One of the most wonderful things about the New Orleans Jazz and Heritage Festival  is the depth and breadth of musical talent that it brings to the Crescent City over two glorious weeks of music, food, and fun – and not just out at the Fairgrounds.

This Jazz Fest season, acoustic Bluegrass rock-and-rollers Greensky Bluegrass will bring their uniquely progressive sound to New Orleans on Saturday, May 6, 2017 at the House of Blues.

Since their greenstick days performing at open mikes in their home town of Kalamazoo, Michigan, Greensky Bluegrass has come a long way both in terms of road miles and sound.  One of the hardest working bands in Bluegrass, they are both veterans of life on the road and innovators, some might even say iconoclasts, of traditional Bluegrass music.

While Greensky’s roots remain planted firmly in Americana’s musical traditions, band members – dobro player Anders Beck, banjo player Michael Arlen Beck, guitarist Dave Bruzza, upright bass player Mike Devol, mandolinist Paul Hoffman –  describe Greensky Bluegrass as more rock-and-roll than Bluegrass.

“I learned to play Bluegrass side by side with these guys,” said Mike Devol. “But over the years, we have written a lot of our own material and developed our own sound.
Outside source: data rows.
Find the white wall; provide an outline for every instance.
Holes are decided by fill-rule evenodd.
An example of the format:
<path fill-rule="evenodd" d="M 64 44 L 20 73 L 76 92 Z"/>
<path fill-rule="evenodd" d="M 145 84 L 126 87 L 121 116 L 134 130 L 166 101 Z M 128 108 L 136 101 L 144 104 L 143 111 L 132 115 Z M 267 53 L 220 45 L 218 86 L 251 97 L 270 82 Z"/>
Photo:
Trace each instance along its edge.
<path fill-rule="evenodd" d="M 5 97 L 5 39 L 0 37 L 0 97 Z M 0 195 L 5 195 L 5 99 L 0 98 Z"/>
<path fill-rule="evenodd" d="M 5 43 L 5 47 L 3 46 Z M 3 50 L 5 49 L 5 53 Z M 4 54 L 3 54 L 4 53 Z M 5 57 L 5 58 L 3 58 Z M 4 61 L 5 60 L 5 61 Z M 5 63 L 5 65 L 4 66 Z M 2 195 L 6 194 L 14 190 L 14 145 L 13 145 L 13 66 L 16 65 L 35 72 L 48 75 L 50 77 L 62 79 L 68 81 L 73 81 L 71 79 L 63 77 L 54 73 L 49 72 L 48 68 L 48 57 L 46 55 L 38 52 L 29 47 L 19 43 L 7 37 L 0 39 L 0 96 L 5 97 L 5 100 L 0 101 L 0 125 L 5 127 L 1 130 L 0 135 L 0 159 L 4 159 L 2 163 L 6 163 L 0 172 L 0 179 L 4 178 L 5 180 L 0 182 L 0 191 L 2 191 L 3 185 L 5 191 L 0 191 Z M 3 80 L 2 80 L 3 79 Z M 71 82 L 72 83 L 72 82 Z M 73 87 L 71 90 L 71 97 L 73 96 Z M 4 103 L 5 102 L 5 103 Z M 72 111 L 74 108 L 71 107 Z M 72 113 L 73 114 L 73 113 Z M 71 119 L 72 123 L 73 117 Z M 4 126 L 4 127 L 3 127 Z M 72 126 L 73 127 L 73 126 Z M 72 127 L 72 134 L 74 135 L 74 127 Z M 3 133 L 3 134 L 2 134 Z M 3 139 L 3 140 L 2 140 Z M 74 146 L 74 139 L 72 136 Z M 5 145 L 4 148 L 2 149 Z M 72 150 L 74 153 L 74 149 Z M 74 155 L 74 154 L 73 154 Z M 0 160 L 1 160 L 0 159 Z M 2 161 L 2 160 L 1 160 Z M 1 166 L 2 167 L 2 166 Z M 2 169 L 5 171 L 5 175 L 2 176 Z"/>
Now we still play Bluegrass in the sense that we play Bluegrass instruments, and we also occasionally play Bluegrass sets on stage, but the way we approach our songwriting and our live performances is very much as a rock band. It is a big production, high volume experience.”

Greensky Bluegrass also experiments with electronics during their shows, something that Devol says sets them somewhat apart from not just traditional Bluegrass but also from some of the band’s progressive “Newgrass” contemporaries. Yet, said Devol, themes common to traditional Bluegrass continue to influence and inspire the band’s music.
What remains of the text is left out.